I agree that all of your explanations fall well on my metaphorical ears. They seem right, and I can nod along while I read them.

But I can't help but have a nagging suspicion that you'd get extremely similar results if you just tossed a random sample of kids into a school after filtering for household income > $XXX,XXX/yr.

I'd also argue that even if you compared gender segregated schools vs a mixed-gender private school of the same price, you'd still be left with a confounding variable of "whose parents clearly valued education enough that they either specifically picked, or tolerated (depending on their views on this matter) a gender segregated school.

Remember that parental involvement is a very powerful predictor of academic success (though I'll admit I don't know if it trumps the predictive power of just socioeconomic class).

2 comments

Socioeconomic class wrt schools is directly related to people’s reproductive choices. What you say is absolutely correct.

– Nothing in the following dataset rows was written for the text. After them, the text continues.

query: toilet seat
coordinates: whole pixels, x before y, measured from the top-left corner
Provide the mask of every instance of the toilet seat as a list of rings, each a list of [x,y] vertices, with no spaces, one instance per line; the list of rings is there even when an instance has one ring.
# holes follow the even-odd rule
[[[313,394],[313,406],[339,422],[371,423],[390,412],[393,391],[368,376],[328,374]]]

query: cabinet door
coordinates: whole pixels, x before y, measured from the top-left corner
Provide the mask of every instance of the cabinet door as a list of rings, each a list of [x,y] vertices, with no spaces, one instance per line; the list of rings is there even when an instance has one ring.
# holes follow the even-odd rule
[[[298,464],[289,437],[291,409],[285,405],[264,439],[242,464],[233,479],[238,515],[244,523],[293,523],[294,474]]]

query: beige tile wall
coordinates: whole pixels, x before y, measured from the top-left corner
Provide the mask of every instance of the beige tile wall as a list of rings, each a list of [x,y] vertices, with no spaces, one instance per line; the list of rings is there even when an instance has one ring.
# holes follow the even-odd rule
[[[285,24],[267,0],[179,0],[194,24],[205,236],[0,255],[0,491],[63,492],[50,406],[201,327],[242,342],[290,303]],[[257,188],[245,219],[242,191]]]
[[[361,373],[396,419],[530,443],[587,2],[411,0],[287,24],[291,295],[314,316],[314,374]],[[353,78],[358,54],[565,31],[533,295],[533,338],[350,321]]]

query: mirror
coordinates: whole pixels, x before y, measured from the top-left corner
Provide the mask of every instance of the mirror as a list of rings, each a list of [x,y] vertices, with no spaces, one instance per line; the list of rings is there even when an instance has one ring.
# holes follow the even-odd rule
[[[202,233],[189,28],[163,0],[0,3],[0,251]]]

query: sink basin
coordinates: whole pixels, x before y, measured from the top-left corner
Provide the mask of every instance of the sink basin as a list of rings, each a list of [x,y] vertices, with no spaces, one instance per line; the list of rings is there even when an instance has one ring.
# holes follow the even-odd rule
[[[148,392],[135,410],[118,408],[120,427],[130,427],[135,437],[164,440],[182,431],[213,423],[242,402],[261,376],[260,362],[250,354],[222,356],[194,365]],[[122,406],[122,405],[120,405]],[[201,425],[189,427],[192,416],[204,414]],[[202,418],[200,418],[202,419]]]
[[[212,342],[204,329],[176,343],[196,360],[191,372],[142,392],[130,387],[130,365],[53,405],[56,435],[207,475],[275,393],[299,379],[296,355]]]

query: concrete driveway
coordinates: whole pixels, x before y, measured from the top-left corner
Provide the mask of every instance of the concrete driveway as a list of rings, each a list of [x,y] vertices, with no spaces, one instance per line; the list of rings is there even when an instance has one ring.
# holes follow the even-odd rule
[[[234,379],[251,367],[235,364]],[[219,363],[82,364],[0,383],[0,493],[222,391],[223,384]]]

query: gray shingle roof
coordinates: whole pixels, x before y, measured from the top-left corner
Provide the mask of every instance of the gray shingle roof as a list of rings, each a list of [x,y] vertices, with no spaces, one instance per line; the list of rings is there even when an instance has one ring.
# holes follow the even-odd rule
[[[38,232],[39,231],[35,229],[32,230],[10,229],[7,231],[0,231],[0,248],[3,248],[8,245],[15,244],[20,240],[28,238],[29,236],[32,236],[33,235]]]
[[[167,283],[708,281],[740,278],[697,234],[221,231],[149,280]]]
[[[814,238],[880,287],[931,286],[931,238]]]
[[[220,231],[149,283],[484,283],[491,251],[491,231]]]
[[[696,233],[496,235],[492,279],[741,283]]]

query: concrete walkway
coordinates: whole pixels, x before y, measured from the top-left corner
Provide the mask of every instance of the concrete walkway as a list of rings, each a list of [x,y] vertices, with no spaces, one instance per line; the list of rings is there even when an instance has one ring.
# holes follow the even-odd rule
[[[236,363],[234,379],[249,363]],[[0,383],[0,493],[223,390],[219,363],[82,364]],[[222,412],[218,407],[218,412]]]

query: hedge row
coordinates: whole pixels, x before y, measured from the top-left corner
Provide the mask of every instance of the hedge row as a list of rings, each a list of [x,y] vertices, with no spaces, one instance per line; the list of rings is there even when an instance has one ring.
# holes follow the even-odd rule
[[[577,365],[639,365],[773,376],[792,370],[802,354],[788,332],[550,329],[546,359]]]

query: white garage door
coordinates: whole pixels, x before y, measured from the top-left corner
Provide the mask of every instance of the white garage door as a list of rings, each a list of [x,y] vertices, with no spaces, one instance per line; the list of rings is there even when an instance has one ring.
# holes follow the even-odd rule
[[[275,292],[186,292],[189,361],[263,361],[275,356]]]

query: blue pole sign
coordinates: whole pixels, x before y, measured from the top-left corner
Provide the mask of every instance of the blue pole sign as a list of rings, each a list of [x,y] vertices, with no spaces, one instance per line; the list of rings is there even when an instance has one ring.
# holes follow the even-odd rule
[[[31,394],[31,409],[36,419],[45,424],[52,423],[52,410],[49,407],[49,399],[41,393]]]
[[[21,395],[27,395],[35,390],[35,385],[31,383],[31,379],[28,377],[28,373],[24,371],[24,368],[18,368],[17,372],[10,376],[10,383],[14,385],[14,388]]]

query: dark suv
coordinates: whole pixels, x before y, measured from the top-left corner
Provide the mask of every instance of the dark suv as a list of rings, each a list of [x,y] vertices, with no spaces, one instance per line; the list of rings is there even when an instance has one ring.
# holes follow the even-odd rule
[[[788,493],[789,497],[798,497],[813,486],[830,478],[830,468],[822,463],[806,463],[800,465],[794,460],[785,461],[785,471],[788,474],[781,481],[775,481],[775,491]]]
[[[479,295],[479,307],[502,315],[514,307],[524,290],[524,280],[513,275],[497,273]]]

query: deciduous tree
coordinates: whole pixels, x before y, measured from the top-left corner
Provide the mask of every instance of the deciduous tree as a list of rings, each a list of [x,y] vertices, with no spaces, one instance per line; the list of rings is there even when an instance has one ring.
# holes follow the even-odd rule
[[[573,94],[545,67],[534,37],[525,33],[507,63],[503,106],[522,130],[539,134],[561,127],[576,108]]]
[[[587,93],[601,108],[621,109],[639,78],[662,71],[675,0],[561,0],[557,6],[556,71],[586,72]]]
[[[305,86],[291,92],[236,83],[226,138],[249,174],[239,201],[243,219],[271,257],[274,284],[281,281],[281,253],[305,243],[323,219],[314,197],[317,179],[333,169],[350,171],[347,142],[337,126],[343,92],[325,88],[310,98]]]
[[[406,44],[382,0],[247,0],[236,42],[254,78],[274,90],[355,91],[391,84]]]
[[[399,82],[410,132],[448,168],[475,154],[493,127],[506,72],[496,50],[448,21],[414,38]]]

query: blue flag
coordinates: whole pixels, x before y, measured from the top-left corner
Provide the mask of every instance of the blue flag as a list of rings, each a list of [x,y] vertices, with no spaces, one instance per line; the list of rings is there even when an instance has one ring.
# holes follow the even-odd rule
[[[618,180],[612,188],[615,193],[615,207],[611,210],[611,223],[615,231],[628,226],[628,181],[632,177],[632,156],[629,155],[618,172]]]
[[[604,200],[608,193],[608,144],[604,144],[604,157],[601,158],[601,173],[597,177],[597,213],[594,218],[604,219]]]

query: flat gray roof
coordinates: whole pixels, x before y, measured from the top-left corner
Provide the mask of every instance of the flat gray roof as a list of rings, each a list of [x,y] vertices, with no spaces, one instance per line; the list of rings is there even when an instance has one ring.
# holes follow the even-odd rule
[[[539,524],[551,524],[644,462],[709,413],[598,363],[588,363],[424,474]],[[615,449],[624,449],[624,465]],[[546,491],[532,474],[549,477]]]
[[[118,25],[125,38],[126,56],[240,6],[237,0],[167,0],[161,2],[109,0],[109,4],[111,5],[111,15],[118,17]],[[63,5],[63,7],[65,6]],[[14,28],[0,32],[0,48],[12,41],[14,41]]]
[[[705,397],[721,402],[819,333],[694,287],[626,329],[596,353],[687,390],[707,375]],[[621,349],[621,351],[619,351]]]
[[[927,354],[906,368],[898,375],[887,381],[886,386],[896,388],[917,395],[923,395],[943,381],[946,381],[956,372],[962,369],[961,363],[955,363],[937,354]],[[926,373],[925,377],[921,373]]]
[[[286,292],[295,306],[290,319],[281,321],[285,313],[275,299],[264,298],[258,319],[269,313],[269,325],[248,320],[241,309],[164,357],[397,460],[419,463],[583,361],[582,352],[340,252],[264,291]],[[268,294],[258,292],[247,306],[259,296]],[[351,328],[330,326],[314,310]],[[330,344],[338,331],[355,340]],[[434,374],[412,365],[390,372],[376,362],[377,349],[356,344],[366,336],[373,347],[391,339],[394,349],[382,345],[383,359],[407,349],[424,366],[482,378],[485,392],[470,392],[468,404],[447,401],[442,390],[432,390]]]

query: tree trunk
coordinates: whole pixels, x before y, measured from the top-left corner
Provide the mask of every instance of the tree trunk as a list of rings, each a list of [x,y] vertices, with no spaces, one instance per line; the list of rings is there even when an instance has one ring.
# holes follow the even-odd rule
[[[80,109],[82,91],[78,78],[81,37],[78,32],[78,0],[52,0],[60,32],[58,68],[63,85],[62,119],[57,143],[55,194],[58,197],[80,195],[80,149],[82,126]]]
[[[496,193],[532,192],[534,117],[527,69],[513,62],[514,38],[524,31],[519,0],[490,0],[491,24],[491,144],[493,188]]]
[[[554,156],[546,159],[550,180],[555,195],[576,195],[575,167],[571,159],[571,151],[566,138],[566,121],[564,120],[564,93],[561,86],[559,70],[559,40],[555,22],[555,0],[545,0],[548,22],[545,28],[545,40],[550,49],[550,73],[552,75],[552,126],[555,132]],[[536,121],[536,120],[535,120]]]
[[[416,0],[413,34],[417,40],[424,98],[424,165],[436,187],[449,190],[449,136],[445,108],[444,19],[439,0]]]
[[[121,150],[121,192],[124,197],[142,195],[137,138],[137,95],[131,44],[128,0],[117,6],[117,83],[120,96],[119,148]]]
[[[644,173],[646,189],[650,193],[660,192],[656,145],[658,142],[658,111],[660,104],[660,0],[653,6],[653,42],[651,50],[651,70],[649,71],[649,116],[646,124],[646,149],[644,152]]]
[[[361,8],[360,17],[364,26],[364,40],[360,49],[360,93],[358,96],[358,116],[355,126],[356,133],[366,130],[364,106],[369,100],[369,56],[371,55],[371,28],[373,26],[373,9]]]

How I see it is that the burden is on people who choose to bring children into this world. It’s an important decision. It is the basis of our evolution. The answer to the question re whether my progeny or kin can compete for the same limited resources. Economically lower classes of the population need cohesive and supportive communities that will act as the village..as it were..to collectively raise children. It is the strengthening secret sauce. Community and community support is everything here.

And of course..that’s wildly variable. There is no way to come up with standardized solutions. However, if we look at it as a resource issue..of resource allocation and resource density rather than a species encompassing human collective issue, we can find solutions for all.

It’s difficult to see this as a resource issue rather than a people issue, but smaller tight knit communities with minimal socio economic deltas work better than trying to homogenize large populations inefficiently.

> I really can't overstate how skeptical I am of all the supposed benefits of gender-segregated schooling when attendance of a gender-segregated school is so strongly correlated with socioeconomic class.

I went to an all boys school with mostly working class boys of color (54% hispanic, 26% white, 13% asian, 6% black -- 75% non-white students ) next to Compton, though, so while I do agree that private schooling is associated with higher socioeconomic class, that was not my experience, and all I gave was my experience.